Keywords

These keywords were added by machine and not by the authors. This process is experimental and the keywords may be updated as the learning algorithm improves.

In the literature the problem of compressed sensing in the presence of side information is studied. But, in most cases the side information are about the source itself, i.e. structure, probability distribution, etc. In this chapter, the problem of compressed sensing in the presence of side information about the feasible region is reviewed. We follow an approach similar to [1] to formulate the problem mathematically for a wider class. Next it is shown that uniqueness and stability results of CS still holds in this formulation. Finally, an efficient recovery algorithm is derived which incorporates the side information.

3.1 Formulation

Consider a general compressed sensing problem (1.3). Assume null(A) satisfies spherical section property with parameter \(\Delta \), consequently Theorems 2.3.1 and 2.3.2 hold for this problem. From linear algebra if \(\mathbf{s}_1\) is a special solution to the system \(A\mathbf{s }=\mathbf{y }\), then the feasible region for the optimization problem (1.3) would be:

$$\begin{aligned} F=\{\mathbf{s}_1+\mathbf{s }_2|A\mathbf{s }_2=0\}=\{\mathbf{s }_1\}+{\text{ null(A) }}. \end{aligned}$$
(3.1)

In the current work we adopt FISTA as the reconstruction algorithm. To solve for the unique solution we start from an initial point and then search in the feasible region in (2.34).

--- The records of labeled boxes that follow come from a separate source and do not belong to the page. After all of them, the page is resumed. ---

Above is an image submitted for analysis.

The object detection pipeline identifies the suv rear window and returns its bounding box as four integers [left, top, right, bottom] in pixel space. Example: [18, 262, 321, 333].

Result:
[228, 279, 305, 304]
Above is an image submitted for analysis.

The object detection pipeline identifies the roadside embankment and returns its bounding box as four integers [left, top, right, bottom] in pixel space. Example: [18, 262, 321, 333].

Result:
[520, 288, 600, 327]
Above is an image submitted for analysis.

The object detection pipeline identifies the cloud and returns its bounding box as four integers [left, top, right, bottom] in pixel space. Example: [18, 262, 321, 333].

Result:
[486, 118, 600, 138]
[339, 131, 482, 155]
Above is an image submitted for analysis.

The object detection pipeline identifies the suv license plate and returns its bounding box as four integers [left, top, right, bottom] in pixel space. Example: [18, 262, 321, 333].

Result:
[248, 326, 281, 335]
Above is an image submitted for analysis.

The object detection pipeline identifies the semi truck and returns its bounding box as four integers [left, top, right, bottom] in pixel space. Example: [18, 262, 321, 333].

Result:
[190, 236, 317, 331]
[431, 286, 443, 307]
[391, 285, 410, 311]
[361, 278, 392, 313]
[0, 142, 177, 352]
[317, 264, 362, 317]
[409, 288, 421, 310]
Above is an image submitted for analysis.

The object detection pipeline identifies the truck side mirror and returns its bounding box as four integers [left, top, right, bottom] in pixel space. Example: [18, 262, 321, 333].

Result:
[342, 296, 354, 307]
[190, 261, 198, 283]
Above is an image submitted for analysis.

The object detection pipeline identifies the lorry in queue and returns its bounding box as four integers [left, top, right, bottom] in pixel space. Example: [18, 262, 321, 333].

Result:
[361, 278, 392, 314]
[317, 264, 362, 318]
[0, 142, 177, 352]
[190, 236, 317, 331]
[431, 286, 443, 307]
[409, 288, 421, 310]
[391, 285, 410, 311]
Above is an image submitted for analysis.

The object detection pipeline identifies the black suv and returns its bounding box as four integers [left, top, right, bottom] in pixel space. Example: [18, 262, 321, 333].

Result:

The size of this region depends on \({\text{ null(A) }}\equiv {{\mathbb{R }}^\mathrm{{m}}}\) (\(rank(A)\)) and intuitively we expect the bigger this space is, the harder is to solve the optimization problem. In other words when the feasible region is small then (2.34) converges faster to the solution of (1.4). Thus any side information about the feasible region is helpful.

Now consider cases that we have side information about the feasible region. For instance in the case of derivative compressed sensing (DCS) [1], where the source signal is a gradient field, the side information will result in \(B\mathbf{s }=0\) condition on the source signal (\(B\in {\mathbb{R }}^{\frac{n}{2}\times n}\) and is resulted from inherent property of a gradient field. We will discuss this special case in more details in Chap.4). A more general case may happen when we have side information as:

$$\begin{aligned} B\mathbf{s }=\mathbf{b }, \end{aligned}$$
(3.2)

where \(B \in {\mathbb{R }}^{m^{\prime }\,{\times }\,n}\) is a full rank matrix. Many constraints on a source can be formulated as (3.2). In such cases we have two types of information about the source. We call the first type, primary information, which is resulted through measurements (\(A\mathbf{s }=\mathbf{y }\)). The secondary information comes in hand through an inherent property of the source. Broadly speaking, we can assume we have a general inverse problem (\(B\mathbf{s }=\mathbf{b }\)) and we also have sparsity prior on the source, then we apply CS as a regularization method on this problem. Some problems in image/signal processing area such as image super-resolution, image impainting, and medical imaging can be modeled in this framework. We expect that if we incorporate this side information it somehow improves CS reconstruction. For instance we may be able to decrease the number of measurements for recovering the source with similar accuracy or some kind of robustness towards noise when the measurements are noisy.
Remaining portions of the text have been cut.